Control of induction machines without mechanical sensors has gained more and more interest in the past years. Different methods for sensorless control have been proposed in literature recently. The performance of methods, which are based on fundamental wave models of the machine deteriorate at low frequency. To guarantee a stable operation, even at zero fundamental electrical frequency, it is thus necessary to exploit parasitic effects of the machine, which are not visible in normal operation of the drive. All proposed zero-speed methods have in common, that they need an additional excitation of the machine in order to make parasitic saliencies visible. This additional excitation can be a high frequency current or voltage signal of some hundred Hz which is superposed to the fundamental wave, and which may be a rotating or pulsating signal.
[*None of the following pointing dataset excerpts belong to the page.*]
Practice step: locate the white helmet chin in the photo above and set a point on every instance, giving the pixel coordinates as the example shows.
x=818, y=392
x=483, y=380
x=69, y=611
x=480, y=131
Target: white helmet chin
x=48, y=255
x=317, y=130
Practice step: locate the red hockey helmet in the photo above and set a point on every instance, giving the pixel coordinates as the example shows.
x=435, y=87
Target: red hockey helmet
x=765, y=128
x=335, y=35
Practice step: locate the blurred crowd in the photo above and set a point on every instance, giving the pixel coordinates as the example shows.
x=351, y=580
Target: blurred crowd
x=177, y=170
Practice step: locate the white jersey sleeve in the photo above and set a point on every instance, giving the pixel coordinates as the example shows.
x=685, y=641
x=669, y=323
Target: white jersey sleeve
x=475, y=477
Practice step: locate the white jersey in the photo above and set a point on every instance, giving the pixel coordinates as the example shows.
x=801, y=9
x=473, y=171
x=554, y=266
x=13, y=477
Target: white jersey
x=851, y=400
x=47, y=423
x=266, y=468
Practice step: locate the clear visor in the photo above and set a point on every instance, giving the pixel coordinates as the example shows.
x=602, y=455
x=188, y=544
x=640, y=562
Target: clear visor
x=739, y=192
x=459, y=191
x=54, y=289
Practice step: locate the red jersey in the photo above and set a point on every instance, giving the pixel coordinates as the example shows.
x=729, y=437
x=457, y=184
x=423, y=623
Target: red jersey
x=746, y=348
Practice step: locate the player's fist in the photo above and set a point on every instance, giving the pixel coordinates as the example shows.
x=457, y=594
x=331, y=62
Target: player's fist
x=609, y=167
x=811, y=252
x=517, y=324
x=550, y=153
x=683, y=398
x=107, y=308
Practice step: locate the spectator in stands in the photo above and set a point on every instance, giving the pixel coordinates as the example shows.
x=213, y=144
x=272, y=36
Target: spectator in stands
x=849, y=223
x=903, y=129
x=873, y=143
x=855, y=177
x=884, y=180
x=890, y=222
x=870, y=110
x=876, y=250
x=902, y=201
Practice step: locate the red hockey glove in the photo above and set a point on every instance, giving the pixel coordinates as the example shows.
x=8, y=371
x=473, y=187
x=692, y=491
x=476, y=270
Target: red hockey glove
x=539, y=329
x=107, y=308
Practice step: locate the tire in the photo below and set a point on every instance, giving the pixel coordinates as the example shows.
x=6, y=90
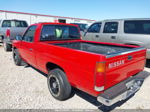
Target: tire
x=7, y=47
x=58, y=85
x=16, y=57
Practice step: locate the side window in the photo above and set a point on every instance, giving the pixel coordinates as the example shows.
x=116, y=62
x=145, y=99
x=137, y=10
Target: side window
x=29, y=35
x=48, y=33
x=6, y=23
x=111, y=27
x=95, y=28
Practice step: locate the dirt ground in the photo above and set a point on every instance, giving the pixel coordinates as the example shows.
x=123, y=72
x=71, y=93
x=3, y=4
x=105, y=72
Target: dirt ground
x=26, y=88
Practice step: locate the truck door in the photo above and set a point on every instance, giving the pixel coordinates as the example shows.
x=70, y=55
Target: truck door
x=110, y=32
x=27, y=50
x=93, y=32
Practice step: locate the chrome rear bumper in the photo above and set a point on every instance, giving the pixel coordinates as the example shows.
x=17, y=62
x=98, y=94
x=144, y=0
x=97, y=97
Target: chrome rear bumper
x=122, y=90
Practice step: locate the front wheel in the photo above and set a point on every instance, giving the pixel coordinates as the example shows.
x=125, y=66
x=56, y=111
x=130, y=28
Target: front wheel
x=58, y=85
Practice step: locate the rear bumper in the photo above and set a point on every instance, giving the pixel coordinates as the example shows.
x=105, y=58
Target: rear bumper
x=148, y=54
x=1, y=39
x=123, y=90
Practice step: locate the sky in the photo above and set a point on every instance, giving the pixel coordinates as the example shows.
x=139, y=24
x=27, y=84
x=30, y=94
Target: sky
x=85, y=9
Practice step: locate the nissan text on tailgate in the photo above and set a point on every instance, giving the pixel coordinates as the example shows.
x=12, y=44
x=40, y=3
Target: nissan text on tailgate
x=110, y=72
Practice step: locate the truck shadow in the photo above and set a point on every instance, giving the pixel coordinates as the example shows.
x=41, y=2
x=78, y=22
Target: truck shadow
x=93, y=101
x=148, y=63
x=89, y=98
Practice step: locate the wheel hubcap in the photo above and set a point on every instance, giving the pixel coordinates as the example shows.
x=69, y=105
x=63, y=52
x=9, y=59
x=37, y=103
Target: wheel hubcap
x=54, y=85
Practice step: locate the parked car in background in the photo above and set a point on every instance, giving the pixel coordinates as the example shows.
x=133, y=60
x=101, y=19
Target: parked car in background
x=9, y=29
x=125, y=31
x=110, y=72
x=82, y=27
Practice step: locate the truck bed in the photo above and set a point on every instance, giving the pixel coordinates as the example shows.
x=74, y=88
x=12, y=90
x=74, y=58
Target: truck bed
x=94, y=47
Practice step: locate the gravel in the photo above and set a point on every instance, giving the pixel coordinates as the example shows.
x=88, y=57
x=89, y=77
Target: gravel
x=26, y=88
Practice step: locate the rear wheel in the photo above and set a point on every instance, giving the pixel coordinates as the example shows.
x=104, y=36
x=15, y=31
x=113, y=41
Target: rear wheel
x=7, y=47
x=16, y=57
x=58, y=85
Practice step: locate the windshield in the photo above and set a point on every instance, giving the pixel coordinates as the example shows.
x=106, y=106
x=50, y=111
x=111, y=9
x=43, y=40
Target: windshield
x=81, y=26
x=59, y=32
x=137, y=27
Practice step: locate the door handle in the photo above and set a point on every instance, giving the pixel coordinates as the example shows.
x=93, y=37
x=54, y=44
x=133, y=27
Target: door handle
x=113, y=37
x=30, y=49
x=97, y=36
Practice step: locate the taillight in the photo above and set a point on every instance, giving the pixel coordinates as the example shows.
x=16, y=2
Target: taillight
x=100, y=76
x=8, y=33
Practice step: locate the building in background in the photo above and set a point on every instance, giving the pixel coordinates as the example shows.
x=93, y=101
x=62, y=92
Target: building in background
x=36, y=18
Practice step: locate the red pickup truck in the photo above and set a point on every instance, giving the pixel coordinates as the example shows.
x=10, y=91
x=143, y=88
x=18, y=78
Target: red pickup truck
x=110, y=72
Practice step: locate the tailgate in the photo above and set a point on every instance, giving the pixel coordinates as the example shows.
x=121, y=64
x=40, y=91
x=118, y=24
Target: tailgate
x=124, y=65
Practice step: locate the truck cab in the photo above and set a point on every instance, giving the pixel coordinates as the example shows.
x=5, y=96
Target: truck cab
x=9, y=29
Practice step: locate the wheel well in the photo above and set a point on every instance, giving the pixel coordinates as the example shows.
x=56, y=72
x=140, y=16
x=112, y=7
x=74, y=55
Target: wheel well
x=51, y=66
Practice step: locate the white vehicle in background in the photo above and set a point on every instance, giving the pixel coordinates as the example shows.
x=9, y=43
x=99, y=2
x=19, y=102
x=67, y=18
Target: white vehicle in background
x=9, y=29
x=124, y=31
x=83, y=27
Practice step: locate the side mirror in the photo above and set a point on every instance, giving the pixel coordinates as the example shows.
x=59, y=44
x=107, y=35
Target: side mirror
x=18, y=37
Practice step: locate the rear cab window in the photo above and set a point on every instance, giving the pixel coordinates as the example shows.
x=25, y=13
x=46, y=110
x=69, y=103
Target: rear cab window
x=137, y=27
x=59, y=32
x=6, y=23
x=29, y=34
x=14, y=23
x=110, y=27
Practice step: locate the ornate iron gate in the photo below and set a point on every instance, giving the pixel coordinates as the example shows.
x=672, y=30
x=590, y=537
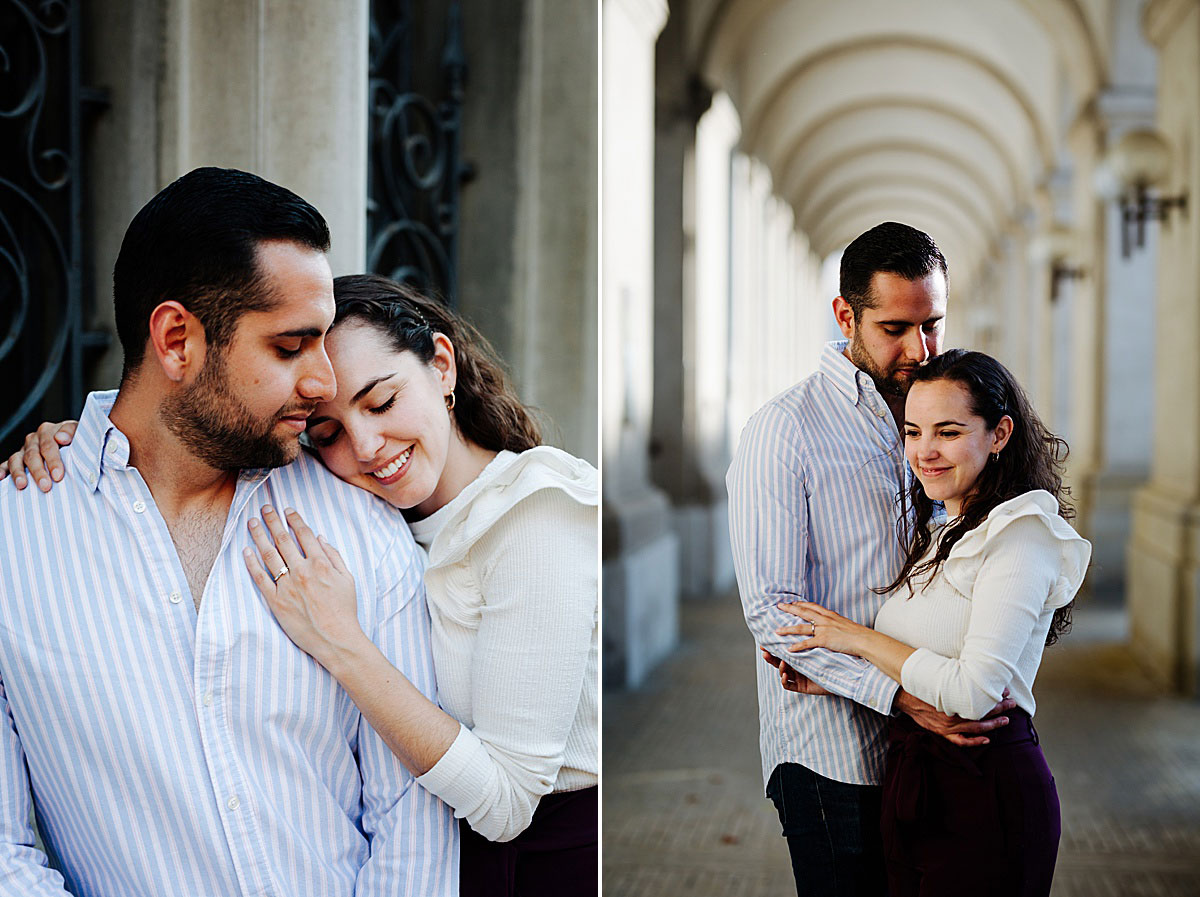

Another way of excitation can be realised by applying voltage test pulses to the terminals of the machine. These voltage pulses may be either separated from the fundamental wave PWM or they may be integrated into the current control scheme. All mentioned methods evaluate the high frequency current or voltage response of the machine in order to extract a flux- or rotor-position signal. It is thus important to consider the high frequency properties of the lamination sheet when designing a sensorless controlled drive. In this paper, a sensorless control method using voltage test pulses is applied to different induction machines, all with the same winding scheme and lamination design, but with different lamination materials. Thus the materials influence on the sensorless control is evaluated by comparing the different machines control signals. In addition, all machines are equipped with measurement coils at different spots of the machine which enable a comparison of the transient flux linkage change along the air gap of the machine.